PALERMO. Gli servivano i soldi per vivere, era in grosse difficoltà economiche. Ma quelle somme richieste ai parenti dei detenuti erano solo un favore, nulla di correlato alle informazioni che forniva. Si è difeso così Claudio Gangi, dipendente del Tribunale di Sorveglianza, arrestato ieri.
L’uomo, che è stato interrogato dal gip e dal pm Francesca Mazzocco, ha voluto rispondere alle domande dei magistrati. Gangi è accusato di induzione indebita a dare o promettere utilità. Secondo l’accusa era in grado di passare notizie sullo stato delle "pratiche" che riguardavano i detenuti: istanze di scarcerazione, richieste di libertà vigilata, affidamenti in prova ai servizi sociali. L’uomo chiedeva dai 50 ai 100 euro.

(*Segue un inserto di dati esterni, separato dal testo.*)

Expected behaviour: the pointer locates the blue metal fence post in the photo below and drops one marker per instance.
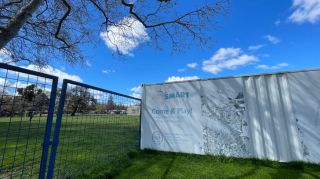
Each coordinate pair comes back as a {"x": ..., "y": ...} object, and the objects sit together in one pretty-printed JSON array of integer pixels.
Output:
[
  {"x": 57, "y": 130},
  {"x": 47, "y": 134}
]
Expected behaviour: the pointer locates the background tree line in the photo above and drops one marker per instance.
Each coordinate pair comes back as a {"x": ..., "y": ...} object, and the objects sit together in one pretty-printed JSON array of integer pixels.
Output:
[{"x": 31, "y": 100}]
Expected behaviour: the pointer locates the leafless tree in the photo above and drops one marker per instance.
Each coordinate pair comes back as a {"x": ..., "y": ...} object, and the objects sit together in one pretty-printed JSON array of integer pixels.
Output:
[{"x": 38, "y": 31}]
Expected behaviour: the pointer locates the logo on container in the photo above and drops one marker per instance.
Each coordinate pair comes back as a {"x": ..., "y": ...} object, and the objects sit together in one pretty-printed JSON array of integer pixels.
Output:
[{"x": 174, "y": 95}]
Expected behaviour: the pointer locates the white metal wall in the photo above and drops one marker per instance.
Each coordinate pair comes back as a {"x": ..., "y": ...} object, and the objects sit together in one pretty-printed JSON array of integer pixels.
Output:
[{"x": 274, "y": 116}]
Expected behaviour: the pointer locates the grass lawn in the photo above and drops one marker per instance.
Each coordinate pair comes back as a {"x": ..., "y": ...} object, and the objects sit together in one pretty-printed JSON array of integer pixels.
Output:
[
  {"x": 89, "y": 145},
  {"x": 151, "y": 164}
]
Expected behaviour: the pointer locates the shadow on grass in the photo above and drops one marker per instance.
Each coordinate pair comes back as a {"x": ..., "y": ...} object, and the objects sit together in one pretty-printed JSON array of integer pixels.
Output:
[{"x": 153, "y": 164}]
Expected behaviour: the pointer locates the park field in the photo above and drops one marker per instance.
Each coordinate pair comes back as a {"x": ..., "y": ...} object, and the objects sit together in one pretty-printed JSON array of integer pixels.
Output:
[
  {"x": 153, "y": 164},
  {"x": 87, "y": 143}
]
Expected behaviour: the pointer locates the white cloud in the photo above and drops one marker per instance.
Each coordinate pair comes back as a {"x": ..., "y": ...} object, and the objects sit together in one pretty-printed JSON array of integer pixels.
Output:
[
  {"x": 5, "y": 56},
  {"x": 255, "y": 47},
  {"x": 227, "y": 58},
  {"x": 53, "y": 71},
  {"x": 136, "y": 91},
  {"x": 275, "y": 67},
  {"x": 108, "y": 71},
  {"x": 88, "y": 64},
  {"x": 125, "y": 36},
  {"x": 305, "y": 11},
  {"x": 178, "y": 78},
  {"x": 272, "y": 39},
  {"x": 192, "y": 65}
]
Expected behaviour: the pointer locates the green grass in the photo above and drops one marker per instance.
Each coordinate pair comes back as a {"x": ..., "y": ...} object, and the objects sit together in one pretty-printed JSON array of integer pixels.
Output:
[
  {"x": 151, "y": 164},
  {"x": 88, "y": 145}
]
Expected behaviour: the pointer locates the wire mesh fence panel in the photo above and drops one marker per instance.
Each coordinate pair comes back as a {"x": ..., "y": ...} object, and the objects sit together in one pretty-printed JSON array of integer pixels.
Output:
[
  {"x": 98, "y": 127},
  {"x": 25, "y": 118}
]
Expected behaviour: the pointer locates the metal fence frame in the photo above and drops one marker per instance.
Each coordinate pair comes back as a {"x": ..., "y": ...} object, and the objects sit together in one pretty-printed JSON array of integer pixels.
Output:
[
  {"x": 47, "y": 134},
  {"x": 44, "y": 170},
  {"x": 55, "y": 141}
]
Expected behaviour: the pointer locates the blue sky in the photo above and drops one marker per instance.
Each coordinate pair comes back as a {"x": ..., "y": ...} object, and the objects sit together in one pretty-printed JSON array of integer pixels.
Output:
[{"x": 254, "y": 37}]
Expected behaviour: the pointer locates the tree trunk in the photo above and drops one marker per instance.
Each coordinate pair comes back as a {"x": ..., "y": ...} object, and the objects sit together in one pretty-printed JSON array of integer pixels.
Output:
[{"x": 9, "y": 31}]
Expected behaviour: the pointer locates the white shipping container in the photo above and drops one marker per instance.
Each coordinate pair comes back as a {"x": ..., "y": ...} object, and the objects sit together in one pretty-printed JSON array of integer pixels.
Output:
[{"x": 268, "y": 116}]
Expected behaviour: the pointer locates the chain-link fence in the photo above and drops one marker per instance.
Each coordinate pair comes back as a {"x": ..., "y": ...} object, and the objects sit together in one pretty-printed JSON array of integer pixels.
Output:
[
  {"x": 97, "y": 127},
  {"x": 93, "y": 129}
]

L’indagato si è però difeso dicendo di aver agito in buona fede e non per denaro. Le donazioni sarebbero state indipendenti dai suoi presunti favori. Nelle carte della Procura però ci sono diversi casi che sembrano inchiodare Gangi.
C’è la sorella di un detenuto originario di Altofonte che chiedeva notizie sul permesso che il fratello attendeva per il mese di settembre 2015; i genitori di un rapinatore arrestato nell'ottobre dello stesso anno speravano di ottenere aggiornamenti sulla richiesta di concessione degli arresti domiciliari.
Un altro si infirmava sulle sorti di “mio cugino Tonino”. E Gangi accedeva al sistema informatico del Tribunale in cui sono registrare le pratiche e acquisiva le informazioni: “... aspetta un minuto... ora vediamo... va be no niente ancora è messa qua, no niente, è iscritta, hanno scritto giorno ventiquattro agosto”.
Altre volte accedeva nel sistema informatico dalle postazioni di ignari colleghi: “In più non posso entrare nel sistema... lo posso fare in altre postazioni in altri uffici in altri colleghi dove andare a vedere la verità".